Thursday, January 22, 2009

Why Do They Do It?

Atop the chapel at Tamagawa Seigakuin

“Why do they do it?” I thought to myself as I read a Daily Yoimuri article earlier this week (January 20). The headline, “Parents rush to submit kids’ entrance exams” and the photo of a long queue of parents (mostly mothers) waiting to turn in admission applications for a private elementary school in Tokyo grabbed my attention because Bernie had gotten up early that very morning in order to be at Tamagawa Seigakuin before 6 o’clock. His eagerness to get to school so early was because the school staff would begin accepting applications for the upcoming junior high entrance examinations from 6 o’clock that morning. (Later, I was surprised to learn that the first parent had arrived at 4:30 a.m., besting both the staff and Bernie.)

I could understand why Bernie wanted to show appreciation and encourage the school office staff in their sometimes thankless work, but I was confused about why parents would brave the cold and dark morning (and not just at Tamagawa Seigakuin, but all over Tokyo—indeed, all over Japan) to turn in applications that are, mind you, only to take entrance exams.

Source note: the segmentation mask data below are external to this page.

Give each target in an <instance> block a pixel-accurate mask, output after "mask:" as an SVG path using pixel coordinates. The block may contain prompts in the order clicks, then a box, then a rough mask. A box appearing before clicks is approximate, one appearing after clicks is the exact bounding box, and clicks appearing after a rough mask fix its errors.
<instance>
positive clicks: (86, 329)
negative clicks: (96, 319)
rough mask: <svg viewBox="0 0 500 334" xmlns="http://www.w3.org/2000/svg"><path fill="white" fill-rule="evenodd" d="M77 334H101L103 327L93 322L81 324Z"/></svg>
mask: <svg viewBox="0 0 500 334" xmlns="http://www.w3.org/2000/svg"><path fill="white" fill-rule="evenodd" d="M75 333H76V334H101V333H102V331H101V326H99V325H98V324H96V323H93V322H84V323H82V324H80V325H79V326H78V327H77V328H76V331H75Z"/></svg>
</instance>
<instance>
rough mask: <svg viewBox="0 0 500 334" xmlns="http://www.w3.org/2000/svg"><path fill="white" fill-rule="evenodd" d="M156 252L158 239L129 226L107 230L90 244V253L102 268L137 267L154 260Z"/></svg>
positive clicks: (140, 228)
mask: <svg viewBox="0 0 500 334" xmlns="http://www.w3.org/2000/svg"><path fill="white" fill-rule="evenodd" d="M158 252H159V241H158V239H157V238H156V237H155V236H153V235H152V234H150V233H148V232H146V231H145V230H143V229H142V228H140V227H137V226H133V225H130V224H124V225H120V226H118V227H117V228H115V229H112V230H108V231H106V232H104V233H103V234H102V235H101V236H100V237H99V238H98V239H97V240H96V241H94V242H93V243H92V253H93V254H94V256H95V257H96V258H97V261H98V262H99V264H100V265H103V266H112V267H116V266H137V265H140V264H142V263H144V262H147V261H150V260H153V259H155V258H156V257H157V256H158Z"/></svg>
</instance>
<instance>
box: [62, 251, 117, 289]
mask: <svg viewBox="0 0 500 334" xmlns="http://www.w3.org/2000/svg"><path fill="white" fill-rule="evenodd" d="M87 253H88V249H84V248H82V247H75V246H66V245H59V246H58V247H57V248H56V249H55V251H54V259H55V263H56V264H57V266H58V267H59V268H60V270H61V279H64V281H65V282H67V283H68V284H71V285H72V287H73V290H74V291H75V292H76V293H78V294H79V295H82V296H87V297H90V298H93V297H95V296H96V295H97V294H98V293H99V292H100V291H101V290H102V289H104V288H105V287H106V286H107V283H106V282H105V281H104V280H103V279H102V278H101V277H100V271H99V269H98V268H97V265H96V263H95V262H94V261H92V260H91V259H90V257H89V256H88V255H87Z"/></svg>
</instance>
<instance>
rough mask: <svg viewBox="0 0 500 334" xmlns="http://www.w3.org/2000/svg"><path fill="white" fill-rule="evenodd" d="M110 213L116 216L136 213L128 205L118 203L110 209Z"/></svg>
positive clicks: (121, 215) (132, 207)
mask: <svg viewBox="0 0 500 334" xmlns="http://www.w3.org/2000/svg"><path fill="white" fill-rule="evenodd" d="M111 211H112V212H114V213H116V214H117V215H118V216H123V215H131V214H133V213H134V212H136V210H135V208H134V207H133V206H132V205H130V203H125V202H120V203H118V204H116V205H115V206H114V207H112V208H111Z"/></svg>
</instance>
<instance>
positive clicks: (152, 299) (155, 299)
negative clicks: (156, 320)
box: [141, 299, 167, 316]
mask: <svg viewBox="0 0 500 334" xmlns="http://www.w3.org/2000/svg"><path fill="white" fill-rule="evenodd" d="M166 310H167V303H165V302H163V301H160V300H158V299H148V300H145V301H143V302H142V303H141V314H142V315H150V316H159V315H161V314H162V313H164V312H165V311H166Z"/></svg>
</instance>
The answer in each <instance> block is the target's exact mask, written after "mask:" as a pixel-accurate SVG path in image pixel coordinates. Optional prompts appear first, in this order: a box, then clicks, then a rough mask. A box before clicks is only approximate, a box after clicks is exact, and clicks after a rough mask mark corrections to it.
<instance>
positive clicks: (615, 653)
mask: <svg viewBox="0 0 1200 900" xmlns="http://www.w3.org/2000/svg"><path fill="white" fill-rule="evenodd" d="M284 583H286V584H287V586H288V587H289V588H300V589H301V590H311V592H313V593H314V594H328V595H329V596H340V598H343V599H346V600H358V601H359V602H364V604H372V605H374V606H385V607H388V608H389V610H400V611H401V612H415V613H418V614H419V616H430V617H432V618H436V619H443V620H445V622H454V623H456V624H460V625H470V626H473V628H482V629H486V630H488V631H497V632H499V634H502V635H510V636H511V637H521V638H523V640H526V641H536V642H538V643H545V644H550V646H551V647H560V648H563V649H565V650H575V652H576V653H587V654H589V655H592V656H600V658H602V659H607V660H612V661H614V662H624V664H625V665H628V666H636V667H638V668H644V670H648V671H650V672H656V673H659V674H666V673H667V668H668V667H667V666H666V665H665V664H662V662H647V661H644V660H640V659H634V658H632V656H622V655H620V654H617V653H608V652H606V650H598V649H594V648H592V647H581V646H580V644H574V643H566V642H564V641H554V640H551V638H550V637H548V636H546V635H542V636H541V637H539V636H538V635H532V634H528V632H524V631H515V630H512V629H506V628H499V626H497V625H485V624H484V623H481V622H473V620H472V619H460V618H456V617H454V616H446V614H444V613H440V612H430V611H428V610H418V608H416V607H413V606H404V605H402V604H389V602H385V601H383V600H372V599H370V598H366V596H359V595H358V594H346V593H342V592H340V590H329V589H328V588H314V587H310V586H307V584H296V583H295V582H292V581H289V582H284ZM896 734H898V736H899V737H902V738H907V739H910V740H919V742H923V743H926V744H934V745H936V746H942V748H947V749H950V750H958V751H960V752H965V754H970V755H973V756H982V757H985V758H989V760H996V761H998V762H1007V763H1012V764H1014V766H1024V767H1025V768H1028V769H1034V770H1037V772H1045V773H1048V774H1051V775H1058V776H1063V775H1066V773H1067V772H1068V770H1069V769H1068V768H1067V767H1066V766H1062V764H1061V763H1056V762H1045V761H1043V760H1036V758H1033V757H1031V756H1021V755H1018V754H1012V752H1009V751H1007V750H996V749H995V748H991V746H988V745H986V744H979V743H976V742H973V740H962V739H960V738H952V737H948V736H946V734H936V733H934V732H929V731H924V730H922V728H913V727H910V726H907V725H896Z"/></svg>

“Aren’t all applications accepted that are submitted within the specified application days?” I asked Bernie, to which he responded affirmatively. “And do they affect their test scores at all? Like, the first so many parents get extra points added to their daughters’ scores so they have a better chance of getting into the school?” I queried further.

“Not at all. There’s no lottery and the order applications are submitted means nothing at all,” he assured me.

“So why do they do it?” I was back to my original question.

“Standing in line means absolutely nothing,” he answered, then paused and added, “Unless it shows a child her parents’ love and support.”

In fact, that’s exactly what the newspaper reporter had concluded after interviewing several principals. They, like Bernie, had declared that there is no advantage for a parent to stand in line and that application order has no effect whatsoever on the results of entrance exams. “Parents form such lines at schools … because they are indicative of the love they feel for their children …” the reporter wrote, wrapping up the article.

As a mother, I certainly made many mistakes as I helped raise our two children (and I’m not immune from mistakes today). But as often as possible I did whatever I could to show my love to Benjamin and Stephanie and to encourage them. Looking in from the outside, someone might have concluded on occasion that my attempts were foolish and meaningless. But I’d rather be guilty of such silliness than of even once allowing my children to doubt my love.

So now I know why these parents do it—for love. And I say, go ahead and stand in those lines. Just be sure to bundle up, please.